An example: reshape + view + '
for transpose + mul! will have some overhead.
using Random
using LinearAlgebra
using BenchmarkTools
buf = zeros(1000)
v1 = reshape(view(buf, 1:100), (20, 5))
v2 = view(v1, 1:16, :)
m3 = zeros(5, 5)
m4 = zeros(5, 16);
rand!(v2); rand!(m3);
m2 = zeros(16, 5); m2 .= v2
then test:
julia> @btime mul!(m4, m3, v2')
249.301 ns (1 allocation: 112 bytes)
julia> @btime mul!(m4, m3, m2')
246.672 ns (1 allocation: 16 bytes)
julia> @btime BLAS.gemm!('N', 'T', 1.0, m3, m2, 0.0, m4)

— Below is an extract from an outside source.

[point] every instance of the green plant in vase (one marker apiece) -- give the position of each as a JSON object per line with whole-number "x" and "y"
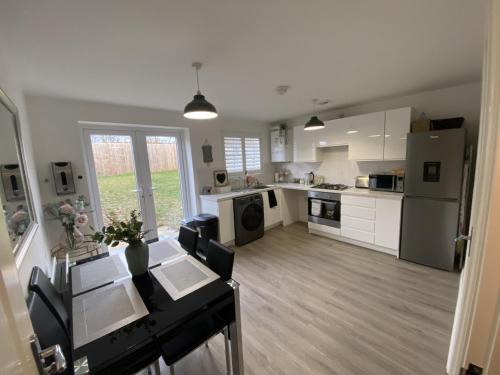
{"x": 129, "y": 231}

223.786 ns (0 allocations: 0 bytes)
julia> @btime BLAS.gemm!('N', 'T', 1.0, m3, v2, 0.0, m4)
220.938 ns (0 allocations: 0 bytes)
using BLAS.gemm!
is nice, but mul!
will allocate if '
is used for transpose, and when this happens, reshape + view will make the allocation much larger.
ps: When performing heavy calculations, Julia gc seems to be inadequate (sometimes memory peaks related to gc exist), and if we want to implement a memory pool on our own, reshape+view will arguably be the easiest way?